Dr. Sarah Henderson is an associate professor of population and public health at UBC, and the scientific director of environmental health at the BC Centre for Disease Control. She researches the impacts of air pollution and extreme weather events. Dr. Adam Rysanek is an assistant professor of environmental systems at UBC, and a healthy buildings expert who is working on alternative means of cooling indoor and outdoor spaces without relying on traditional air conditioning.
What are the challenges and risks associated with extreme heat?
Henderson: The primary risk associated with extreme hot weather is overheating, which can lead to heat stroke. When the external temperature is high, the body must work much harder to keep the core temperature at 37 degrees. Certain groups are at higher risk of overheating, including infants and children, older adults, outdoor workers, and anyone whose health is compromised.
Rysanek: To be frank, for a generation we’ve abandoned the design and construction of buildings that have some natural resiliency to extreme heat. Simultaneously, we haven’t taken up “indoor cooling” as an essential building service. A heat wave will always be a big challenge for a city of glass, but recurring climate change-induced heat waves is an emergent public health risk that requires us to change how we renovate and design new buildings.
How can people ensure safety and minimize discomfort?
Henderson: The best way to protect yourself during hot weather is to help your body stay cool. Drink plenty of water—even more than you think you need. Your body needs to be well-hydrated to produce sweat. Listen to your body at all times. Slow down and cool down if you are feeling unwell.
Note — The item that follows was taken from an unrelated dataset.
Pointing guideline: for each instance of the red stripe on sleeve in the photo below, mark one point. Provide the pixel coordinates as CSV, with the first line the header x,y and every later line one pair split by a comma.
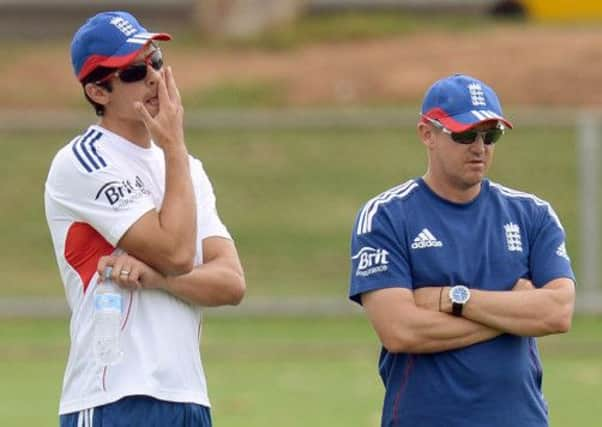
x,y
83,248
Seek emergency care for symptoms of heat stroke such as flushed, dry skin, confusion or fainting. The BC CDC has some good resources on hot weather safety. Wear loose, breathable clothing. Seek shady, breezy places outdoors, especially those near to natural water sources or water features. Spend time in air-conditioned spaces if you can, especially during the hottest hours of the day, and limit the use of stoves and ovens to reduce the amount of heat generated indoors.
Rysanek: Hot weather on the West Coast is usually dry, which means that water can evaporate easily and that’s good news! When sweat or water evaporates off your skin, it cools your skin in the process. This is the primary mechanism that your body has for cooling itself. Some people may be familiar with the technique of blowing a fan over a bowl of cold ice water. Another tip is to put on a damp shirt or apply a wet cloth to your skin, and then blow a fan over you. When this artificial sweat evaporates, you’ll get a real cooling boost beyond just the feeling of the cold water on your skin. Outdoors, wear a hat or stay in the shade. Indoors, we still want to be mindful of balancing air quality vs the heat, and everyone’s situation is different.
What else do we need to know?
Henderson: Do not allow stigma to keep people out of cool spaces or to prevent offering assistance — marginally housed people have died in Vancouver during previous extreme hot weather events. Check on people who are chronically ill or live alone and may need help in the hot weather. And never leave children or animals in a parked car — temperatures can rise rapidly in enclosed vehicles.
Rysanek: By all means take it easy and do what you can to keep your metabolism low and slow. If you’re not a marathon runner, this is not the weekend to do your first practice.